For David-Fox, Soviet cultural diplomacy operated under the shadow of the history of Western-Russian interactions and perceptions. Far from overcoming it, the Bolshevik revolution only intensified the old obsession to overcome Russia’s perceived backwardness vis-à-vis Western powers. It radicalized the “dialectic of rejection and imitation, hostility and engagement” (p. 11) that for centuries had characterized Russian attitudes to the outside world. Soviet perceptions of visiting Westerners were marked by expressions of ideological superiority, frequently paired with exaggerated respect. But comparative sensitivities remained ingrained on both sides, and account for widespread manifestations of a sense of cultural superiority on the part of Western visitors. At the same time, cultural denigration of Russia often appears to have eased the articulation of ideological praise for the Soviet state.

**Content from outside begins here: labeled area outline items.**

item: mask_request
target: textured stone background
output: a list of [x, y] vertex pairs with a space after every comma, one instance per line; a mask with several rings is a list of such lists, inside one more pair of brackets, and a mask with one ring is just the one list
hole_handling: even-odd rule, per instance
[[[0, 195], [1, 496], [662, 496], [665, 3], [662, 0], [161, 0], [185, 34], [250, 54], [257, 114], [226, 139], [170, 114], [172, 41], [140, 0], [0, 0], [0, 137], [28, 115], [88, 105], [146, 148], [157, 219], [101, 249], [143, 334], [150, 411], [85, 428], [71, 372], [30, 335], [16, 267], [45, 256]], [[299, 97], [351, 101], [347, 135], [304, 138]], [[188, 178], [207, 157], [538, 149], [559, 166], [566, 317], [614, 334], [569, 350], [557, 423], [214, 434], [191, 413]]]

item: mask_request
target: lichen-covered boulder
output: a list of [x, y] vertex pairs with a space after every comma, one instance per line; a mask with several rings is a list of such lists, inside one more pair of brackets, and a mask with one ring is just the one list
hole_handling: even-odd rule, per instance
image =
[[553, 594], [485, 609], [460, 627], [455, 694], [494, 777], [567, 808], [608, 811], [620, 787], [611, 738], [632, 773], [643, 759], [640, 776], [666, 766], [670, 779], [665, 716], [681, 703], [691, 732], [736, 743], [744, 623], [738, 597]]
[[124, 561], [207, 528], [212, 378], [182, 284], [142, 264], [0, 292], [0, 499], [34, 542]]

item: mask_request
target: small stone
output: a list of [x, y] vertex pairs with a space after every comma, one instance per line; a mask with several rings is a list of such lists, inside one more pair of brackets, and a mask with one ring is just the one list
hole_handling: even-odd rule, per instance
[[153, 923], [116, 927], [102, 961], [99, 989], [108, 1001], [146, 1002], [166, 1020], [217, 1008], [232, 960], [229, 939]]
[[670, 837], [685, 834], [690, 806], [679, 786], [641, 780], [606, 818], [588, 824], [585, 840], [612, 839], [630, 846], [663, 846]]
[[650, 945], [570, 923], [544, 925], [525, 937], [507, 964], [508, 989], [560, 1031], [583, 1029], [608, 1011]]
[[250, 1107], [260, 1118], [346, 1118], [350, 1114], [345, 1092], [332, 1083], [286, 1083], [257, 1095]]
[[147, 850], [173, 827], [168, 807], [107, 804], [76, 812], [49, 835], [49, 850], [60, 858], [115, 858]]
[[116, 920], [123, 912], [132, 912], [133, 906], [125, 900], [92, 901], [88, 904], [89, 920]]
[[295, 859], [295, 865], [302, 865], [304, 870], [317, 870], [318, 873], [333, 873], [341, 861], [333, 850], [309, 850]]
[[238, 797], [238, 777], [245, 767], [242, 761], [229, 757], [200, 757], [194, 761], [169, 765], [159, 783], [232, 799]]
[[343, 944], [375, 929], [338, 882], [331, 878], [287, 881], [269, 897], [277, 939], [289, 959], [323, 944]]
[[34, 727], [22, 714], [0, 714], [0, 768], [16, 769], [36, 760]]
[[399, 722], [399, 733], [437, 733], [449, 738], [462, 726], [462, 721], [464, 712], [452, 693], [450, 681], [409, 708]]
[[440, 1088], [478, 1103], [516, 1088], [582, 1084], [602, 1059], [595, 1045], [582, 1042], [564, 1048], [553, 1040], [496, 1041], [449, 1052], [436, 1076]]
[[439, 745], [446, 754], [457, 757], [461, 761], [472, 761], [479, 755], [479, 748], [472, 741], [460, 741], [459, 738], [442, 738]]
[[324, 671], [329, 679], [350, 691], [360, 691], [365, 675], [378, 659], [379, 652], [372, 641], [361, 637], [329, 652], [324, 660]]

Finally, David-Fox is concerned to demonstrate the ways in which Soviet cultural diplomacy operated at the intersection of the “internal” and “external” dimensions of the Soviet system. Thus, what many visitors suspected to be “Potemkin villages” specifically set up to deceive them, the “model sites” of socialism were in fact a characteristic expression of Soviet political culture. If they staged a largely non-existing Soviet world, their key function was not to deceive visitors, but to impart a particular way of viewing Soviet reality to foreigners and Soviets alike. While socialist “achievements” were to be viewed as significant harbingers of the future society, present problems were to be discounted as the diminishing legacies of the pre-Soviet past. On the one hand, visitors were being misled when asked to generalize from these unrepresentative institutions, as indeed they often did. But more importantly, many willingly accepted the Soviet perspective on the relative significance of “achievements” and “problems” – meaning that the whole question of representativeness became less acute. VOKS’s method of “cultural show” (kul’tpokaz), developed in the 1920s, thus appears as an anticipation of a phenomenon that, under the heading of Socialist Realism, became a hallmark of the Stalinist system. In much of the book, David-Fox also retraces the impact of the evolving Soviet system on the practice of cultural diplomacy. This includes notably the emergence of a “Stalinist superiority complex” during the years of the Great Break, and the crippling effects of the increasing conflation of domestic with foreign enemies, which culminated in the almost complete annihilation of VOKS personnel and the “Stalinist Westernizers” in 1937.

David-Fox’s dual focus on both the external and internal interactions of Soviet cultural diplomacy productively blurs conventional dividing lines between foreign policies and domestic developments; but it also creates centrifugal tendencies and further complicates what is already an intricate subject matter. The book’s organization, moreover, does not always make for the most lucid presentation of the arguments. David-Fox greatly expands and complicates our understanding of the mechanisms and processes at work in Soviet-Western interactions, yet precisely that makes generalizations and an overall assessment of Soviet cultural diplomacy and its results more difficult. We learn much about how Soviet cultural diplomacy scored surprising successes and why it suffered failures. But beyond the assertion that doubts and criticism were more common among visitors than previously assumed, and that Sovietophilia was on the whole not dominant among visitors, the general picture resulting from Soviet cultural diplomacy remains elusive. For those who want to deal with this question, David-Fox provides an indispensable foundation.